Are Lunar Eclipses Dangerous? Your Questions Answered About The ‘Super Blood Flower Moon’ This Weekend
On Sunday May 15 and into Monday, 16, 2022 a long total lunar eclipse—a “Blood Moon”—will be visible across North America.
Here’s everything you ever wanted to ask about this major celestial event:
What is a ‘Blood Moon’ eclipse?
It’s a total lunar eclipse, which occurs when the Earth gets precisely between the Sun and a full Moon. During the event the Moon moves into the Earth’s shadow and turns a reddish color for anything from a few minutes to a couple of hours.
Are ‘Blood Moon’ lunar eclipses dangerous?
Is it safe to look at a lunar eclipse? Yes, it is absolutely safe at all times. Eclipse glasses are strictly for solar eclipses! According to NASA all the phases of a lunar eclipse are safe to view, both with your naked eye and through an unfiltered telescope. Observing a total lunar eclipse is no different to looking at the Moon at any other time. It’s arguably even safer because a regular full Moon can give off a lot of glare. Not so a “Blood Moon,” which will likely appear a very dark reddish color on May 15/16, 2022.
Why do we get a ‘Blood Moon?’
During a total lunar eclipse no direct sunlight gets to the lunar surface. The only light that gets through to the Moon’s surface is first filtered by Earth’s atmosphere.
In effect all of Earth’s sunrises and sunsets are projected onto the lunar surface at once. For a whopping 1 hour 24 minutes the Moon will be draped in the same reddish, orangey light that you can see just before sunset here on Earth.
Why is a ‘Blood Moon’ red
A totally eclipsed Moon is actually a reddish, orange and/or copper color—not red!
During the Moon’s long journey through Earth’s shadow on the only light that will reach the lunar surface will first have been filtered through Earth’s atmosphere. The physics is the same as for a sunset or sunrise. Short-wavelength blue light from the Sun hits molecules in Earth’s atmosphere and scatters, but longer-wavelength red and orange light mostly travels right through, striking fewer molecules. So the dominant color of light we’ll see on the Moon for that short time will be red …ish.
In fact, during a lunar eclipse the effect is like thousands of sunrises and sunsets being projected onto the lunar surface.
Is this ‘Blood Moon’ also a supermoon?
Technically, yes, but it’s not going to make any difference to how anyone experiences it. The Moon’s orbit around the Earth is egg-shaped, so during any month it reaches a point where it’s farthest away (apogee) and closest (perigee). When a full Moon falls on or near the date of perigee it can be called a supermoon” and to qualify for that status it has to be “within 90% of its closest approach to Earth in a given orbit” according to astronomer Fred Espenak’s definition.
The full “Flower Moon” will be 225,015 miles/362,127 km from Earth on May 16, 2022, so it’s technically a “supermoon,” though the full Moons of June, July and August 2022 are actually closer. The supermoon of July 13 will be the closest supermoon for 2022.
Why is is called a ‘Super Flower Blood Moon Eclipse?’
The “super” is explained above, but the “flower” comes from the fact that May’s full Moon is sometimes called the “Flower Moon.”
What will happen during the ‘Blood Moon’ eclipse?
A total lunar eclipse is really three eclipses in one—and it happens in five acts. The event begins when the full Moon enters the Earth’s outer shadow—its penumbra (a penumbral lunar eclipse). It then begins to enter Earth’s inner shadow—its umbra—and as it does so it begins to turn red (a partial lunar eclipse). Once the whole of the Moon is inside the umbra that’s totality—the Moon will have turned 100% red.

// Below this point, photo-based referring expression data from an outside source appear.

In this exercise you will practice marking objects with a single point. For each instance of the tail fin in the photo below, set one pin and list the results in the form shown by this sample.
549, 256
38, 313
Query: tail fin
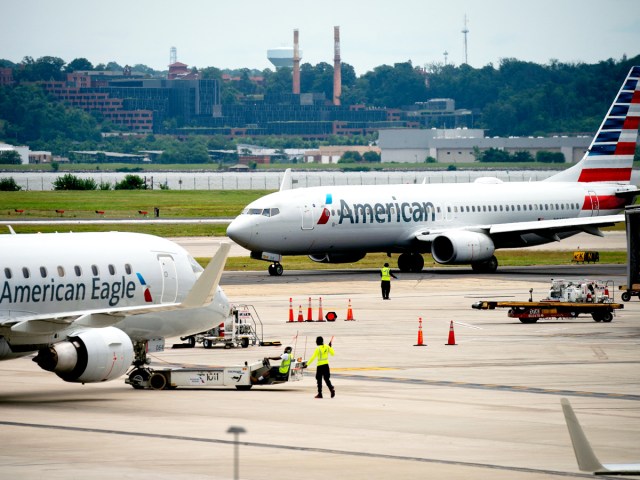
610, 156
587, 460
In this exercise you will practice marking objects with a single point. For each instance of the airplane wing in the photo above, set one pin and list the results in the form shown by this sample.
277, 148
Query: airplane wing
201, 294
545, 228
585, 456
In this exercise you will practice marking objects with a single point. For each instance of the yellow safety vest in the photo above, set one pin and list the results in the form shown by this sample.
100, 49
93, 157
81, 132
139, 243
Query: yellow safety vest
285, 364
386, 273
322, 353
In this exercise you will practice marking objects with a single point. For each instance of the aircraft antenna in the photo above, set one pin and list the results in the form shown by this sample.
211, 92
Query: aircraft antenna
465, 30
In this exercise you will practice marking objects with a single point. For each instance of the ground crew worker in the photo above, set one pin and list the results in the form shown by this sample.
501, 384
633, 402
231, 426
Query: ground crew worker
322, 353
385, 281
281, 372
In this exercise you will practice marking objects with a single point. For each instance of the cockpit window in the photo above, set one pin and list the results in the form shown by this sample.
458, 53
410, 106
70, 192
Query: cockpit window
195, 266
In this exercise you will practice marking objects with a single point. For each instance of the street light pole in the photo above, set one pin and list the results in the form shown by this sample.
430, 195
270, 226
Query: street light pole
236, 461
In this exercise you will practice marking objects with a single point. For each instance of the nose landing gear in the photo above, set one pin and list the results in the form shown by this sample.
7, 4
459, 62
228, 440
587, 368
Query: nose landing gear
275, 269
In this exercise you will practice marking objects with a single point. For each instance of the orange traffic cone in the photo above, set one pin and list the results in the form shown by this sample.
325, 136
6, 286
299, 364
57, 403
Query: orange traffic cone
349, 313
309, 312
420, 339
452, 337
320, 318
290, 309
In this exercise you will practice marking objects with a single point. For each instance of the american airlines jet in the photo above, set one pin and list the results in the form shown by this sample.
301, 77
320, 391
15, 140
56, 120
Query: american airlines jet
90, 304
455, 223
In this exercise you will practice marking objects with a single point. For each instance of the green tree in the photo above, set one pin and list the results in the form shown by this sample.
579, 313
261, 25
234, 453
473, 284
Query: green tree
77, 64
131, 182
71, 182
10, 157
9, 185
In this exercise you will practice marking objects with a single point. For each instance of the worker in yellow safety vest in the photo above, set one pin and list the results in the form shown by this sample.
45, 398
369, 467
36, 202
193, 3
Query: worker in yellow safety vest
281, 372
385, 281
322, 353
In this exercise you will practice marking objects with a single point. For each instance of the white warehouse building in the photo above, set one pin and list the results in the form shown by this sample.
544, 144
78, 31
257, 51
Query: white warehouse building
408, 145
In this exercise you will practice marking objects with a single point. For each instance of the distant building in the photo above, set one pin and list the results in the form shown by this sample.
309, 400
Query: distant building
452, 146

After 84 spectacular minutes of totality the entire event will go into reverse, with the Moon exiting the umbra, then the penumbra.
What is an ‘eclipse season?’
Every 173 days, for between 31 and 37 days, the Moon is lined-up perfectly to intersect the ecliptic—the apparent path of the Sun through our daytime sky and the plane of Earth’s orbit around the Sun. The result, of course, is a short season during which two—and occasionally three—solar and lunar eclipses can occur each two weeks apart.
Disclaimed: I am the editor of WhenIsTheNextEclipse.com
Wishing you clear skies and wide eyes.